By Emily Cameron
The vehement insistence that Hillary Clinton won the Democratic primary fair-and-square is unhealthy for democracy, and the narrative that Bernie Sanders supporters critiquing voter suppression and election fraud are ‘sore losers’ causes lasting damage to our elections.
Alex Padilla, the California Secretary of State, openly campaigned for Hillary Clinton for crying out loud! It’s against the law to wear a Hillary Clinton button to the polls because you might influence other voters, but somehow it is totally legal for the man in charge of our elections to publicly hug a presidential candidate.
For some reason, there are Democrats who will agree that the elections of 2000 and 2004 were stolen and/or the result of voter suppression – but any mention of the 2016 primary election being the same way, and these very Democrats will laugh in your face.
To these folks, I must ask: what exactly leads you to believe that everything in our elections process is running smoothly? Do you even know what voting machines we use in Fresno County? Please enlighten me. I am very curious. (We use the AccuVote ES-2000 and AccuVote TSx, by the way.)
As an election observer after the June 7 primary, I spent roughly three weeks watching our Fresno County Registrar of Voters’ office process ballots. I helped rally other citizens to come join me in observation so we had multiple sets of eyeballs monitoring what happened behind closed doors. We tried to be there at all times – sometimes from 7 a.m. until 7 p.m. – while ballots were handled. It was not a paid position; we were merely interested voters, taxpaying Americans, paying attention to the most crucial part of our democratic society.

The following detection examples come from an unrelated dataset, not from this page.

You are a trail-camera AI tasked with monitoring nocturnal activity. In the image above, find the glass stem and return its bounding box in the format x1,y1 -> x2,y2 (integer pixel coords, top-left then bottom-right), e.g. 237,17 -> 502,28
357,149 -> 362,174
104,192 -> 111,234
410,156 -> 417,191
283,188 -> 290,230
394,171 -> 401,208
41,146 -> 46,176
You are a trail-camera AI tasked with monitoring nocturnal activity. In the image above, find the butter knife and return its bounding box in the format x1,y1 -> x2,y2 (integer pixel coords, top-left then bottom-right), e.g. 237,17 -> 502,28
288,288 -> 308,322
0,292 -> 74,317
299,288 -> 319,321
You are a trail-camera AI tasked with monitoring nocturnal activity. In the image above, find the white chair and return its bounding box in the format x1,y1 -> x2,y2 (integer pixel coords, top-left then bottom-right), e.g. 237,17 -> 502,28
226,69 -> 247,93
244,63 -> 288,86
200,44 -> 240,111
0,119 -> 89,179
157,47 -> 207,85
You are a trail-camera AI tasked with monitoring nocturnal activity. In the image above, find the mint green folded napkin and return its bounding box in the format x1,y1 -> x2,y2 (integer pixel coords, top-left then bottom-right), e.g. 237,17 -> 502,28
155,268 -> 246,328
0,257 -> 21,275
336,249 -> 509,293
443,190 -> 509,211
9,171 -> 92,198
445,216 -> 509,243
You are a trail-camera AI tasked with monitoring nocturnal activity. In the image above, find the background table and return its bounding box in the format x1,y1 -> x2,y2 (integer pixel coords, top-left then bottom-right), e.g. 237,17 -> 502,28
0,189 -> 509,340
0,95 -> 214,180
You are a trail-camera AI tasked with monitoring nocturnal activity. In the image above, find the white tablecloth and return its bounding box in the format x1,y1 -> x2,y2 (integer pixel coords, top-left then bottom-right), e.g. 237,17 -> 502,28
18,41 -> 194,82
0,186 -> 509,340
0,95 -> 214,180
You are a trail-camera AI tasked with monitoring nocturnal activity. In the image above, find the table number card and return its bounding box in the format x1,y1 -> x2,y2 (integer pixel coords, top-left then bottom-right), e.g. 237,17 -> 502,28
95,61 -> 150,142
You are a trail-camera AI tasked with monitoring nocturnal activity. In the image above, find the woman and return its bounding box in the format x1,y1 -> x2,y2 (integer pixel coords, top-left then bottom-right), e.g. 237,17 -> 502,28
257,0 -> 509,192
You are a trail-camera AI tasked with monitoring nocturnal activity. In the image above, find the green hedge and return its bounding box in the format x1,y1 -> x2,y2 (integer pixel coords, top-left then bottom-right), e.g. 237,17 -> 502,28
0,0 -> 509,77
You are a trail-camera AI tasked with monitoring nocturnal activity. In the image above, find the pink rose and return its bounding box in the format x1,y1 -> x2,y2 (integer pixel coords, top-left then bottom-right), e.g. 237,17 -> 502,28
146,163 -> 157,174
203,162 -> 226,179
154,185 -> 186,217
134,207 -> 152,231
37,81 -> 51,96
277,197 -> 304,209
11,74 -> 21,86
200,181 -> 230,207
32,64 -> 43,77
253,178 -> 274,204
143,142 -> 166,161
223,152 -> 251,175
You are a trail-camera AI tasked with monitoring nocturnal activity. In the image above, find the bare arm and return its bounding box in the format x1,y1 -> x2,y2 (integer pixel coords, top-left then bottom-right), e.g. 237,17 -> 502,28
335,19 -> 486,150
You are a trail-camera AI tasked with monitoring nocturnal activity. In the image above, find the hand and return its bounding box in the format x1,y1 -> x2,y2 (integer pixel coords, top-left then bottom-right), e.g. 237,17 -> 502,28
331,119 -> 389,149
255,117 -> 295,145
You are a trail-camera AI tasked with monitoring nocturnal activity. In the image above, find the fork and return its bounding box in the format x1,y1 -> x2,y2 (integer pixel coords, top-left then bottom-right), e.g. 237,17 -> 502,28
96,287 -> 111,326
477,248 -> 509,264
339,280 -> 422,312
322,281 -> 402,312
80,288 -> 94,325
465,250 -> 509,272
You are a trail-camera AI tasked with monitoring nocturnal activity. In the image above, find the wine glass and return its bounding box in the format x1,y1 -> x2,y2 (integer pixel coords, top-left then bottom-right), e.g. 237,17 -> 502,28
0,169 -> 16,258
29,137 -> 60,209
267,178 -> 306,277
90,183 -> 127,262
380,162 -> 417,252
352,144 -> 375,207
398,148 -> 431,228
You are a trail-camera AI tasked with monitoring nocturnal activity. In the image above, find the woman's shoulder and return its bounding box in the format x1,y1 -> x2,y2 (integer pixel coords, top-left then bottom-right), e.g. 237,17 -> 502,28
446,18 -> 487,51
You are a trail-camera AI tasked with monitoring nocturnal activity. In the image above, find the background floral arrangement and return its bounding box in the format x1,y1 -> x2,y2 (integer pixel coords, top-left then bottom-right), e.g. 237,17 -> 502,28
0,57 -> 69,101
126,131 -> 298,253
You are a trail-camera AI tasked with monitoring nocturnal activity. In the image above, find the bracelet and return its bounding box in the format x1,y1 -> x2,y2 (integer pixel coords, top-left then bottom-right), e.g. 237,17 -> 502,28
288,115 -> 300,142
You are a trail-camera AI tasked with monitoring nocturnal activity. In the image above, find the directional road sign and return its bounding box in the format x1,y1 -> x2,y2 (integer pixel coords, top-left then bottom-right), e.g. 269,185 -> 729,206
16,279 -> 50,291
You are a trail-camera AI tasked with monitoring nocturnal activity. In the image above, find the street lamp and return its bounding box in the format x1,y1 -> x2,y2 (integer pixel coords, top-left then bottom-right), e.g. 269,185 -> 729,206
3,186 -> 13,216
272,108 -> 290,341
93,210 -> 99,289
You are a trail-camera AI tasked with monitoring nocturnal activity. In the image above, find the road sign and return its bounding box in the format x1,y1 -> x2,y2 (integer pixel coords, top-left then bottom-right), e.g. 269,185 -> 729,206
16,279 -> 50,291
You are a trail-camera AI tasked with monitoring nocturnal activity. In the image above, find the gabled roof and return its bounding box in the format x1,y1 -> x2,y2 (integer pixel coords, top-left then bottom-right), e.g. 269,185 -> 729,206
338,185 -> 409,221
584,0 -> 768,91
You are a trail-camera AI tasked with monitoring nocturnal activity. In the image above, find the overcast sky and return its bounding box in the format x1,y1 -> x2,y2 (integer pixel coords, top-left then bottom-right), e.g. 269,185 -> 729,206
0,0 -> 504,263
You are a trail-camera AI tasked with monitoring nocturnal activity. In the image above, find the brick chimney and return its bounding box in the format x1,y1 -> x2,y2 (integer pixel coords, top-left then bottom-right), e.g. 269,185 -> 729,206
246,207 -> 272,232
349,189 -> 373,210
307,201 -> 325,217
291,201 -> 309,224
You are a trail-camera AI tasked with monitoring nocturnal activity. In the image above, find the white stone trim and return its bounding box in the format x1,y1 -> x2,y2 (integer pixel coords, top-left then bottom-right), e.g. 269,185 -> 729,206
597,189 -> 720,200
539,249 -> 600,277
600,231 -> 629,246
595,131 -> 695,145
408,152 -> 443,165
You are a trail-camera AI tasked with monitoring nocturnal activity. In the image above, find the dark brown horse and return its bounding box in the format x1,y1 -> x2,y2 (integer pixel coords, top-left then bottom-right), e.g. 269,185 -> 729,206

It’s rather fortunate we observed the ballot count because not a soul was observing at the Elections Warehouse or Elections Office other than us. Not. A. Soul.
We – and by ‘we’ I mean nearly everyone in California, not just Fresno County – have a blind faith in our elections officials. We have a somewhat elitist attitude that election fraud only happens in ‘lesser’ states like Florida or Ohio; we think that California is superior so we must also be naturally incorruptible.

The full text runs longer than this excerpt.